Globally, peatlands store two to three times more carbon than the world’s woodlands combined and are vital for climate change mitigation, Dr Gearey said. The biodiversity of wetlands in Ireland has been estimated to be worth €385 million per year to the economy.
UCC has created a video funded by the Irish Research Council’s COALESCE scheme outlining how it is working alongside the local community living in the vicinity of Clara Bog to protect and promote the environmental and cultural values of peatlands for future generations.
Irish peatlands also preserve a unique archaeological record, such as bog bodies and hundreds of prehistoric trackways, many of which have been lost through peat extraction, Dr Gearey said.
To coincide with WWD, Minister of State with Responsibility for Land use and Biodiversity Pippa Hackett, visited the Ballinacarrig Farm owned by Joe Roche of Ballymoney, Co Wexford. Mr Roche, a dairy farmer, is taking part in an enhancing biodiversity project in the Ballymoney Stream Catchment (known as Ballymoney EIP), which is funded by the Department of Agriculture, Food and the Marine.
Almost 90 per cent of the world’s wetlands have been degraded since the 1700s, and we are losing wetlands three times faster than forests, noted Ms Hackett. “Yet, wetlands are critically important ecosystems that contribute to biodiversity, climate mitigation and adaptation, freshwater availability, local communities and economies and more.”
WWD was important in raising national awareness about wetlands “so we can encourage actions to reverse the loss of our wetlands, and to conserve and restore them”, she said.

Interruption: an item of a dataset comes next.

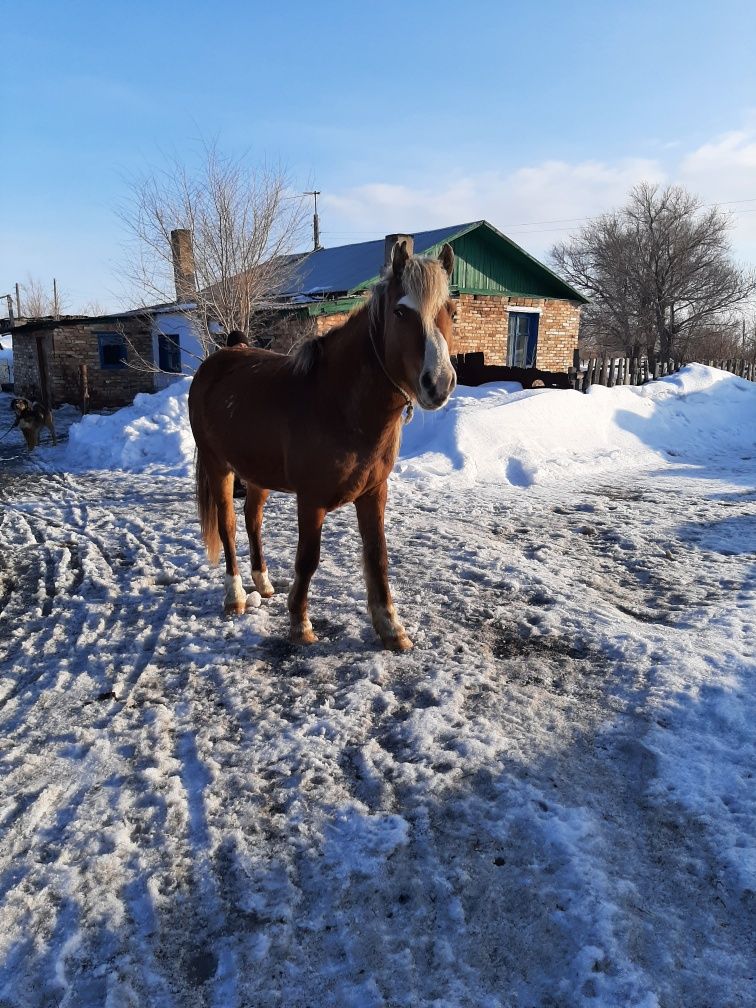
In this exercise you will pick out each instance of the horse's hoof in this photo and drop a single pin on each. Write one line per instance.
(399, 642)
(262, 584)
(253, 602)
(302, 637)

Mr Roche has constructed a pond to slow the flow of water entering a stream on his land. He also restored a previously drained wetland area, which the stream flows through and converted ryegrass to multispecies sward, as well as managing stock access to a highly-valuable wet woodland. The combination of measures, all carried out in one year, have significantly slowed the flow of water and boosted biodiversity.
As the stream leaves his farm it is at “good ecological status”. Further measures were taken on other partner lands before the stream enters Ballymoney beach.
“This demonstrates that it is possible to achieve improvements in water quality, contribute to carbon storage and enhance biodiversity at the same time supporting a productive dairy enterprise,” Ms Hackett said.
The Ballymoney EIP was a great example of “a local community, both farmers and non-farmers, working together to benefit the environment”, she said.
WWD is celebrated each year on February 2nd, the anniversary of the Convention on Wetlands, which was adopted as an international treaty in 1971.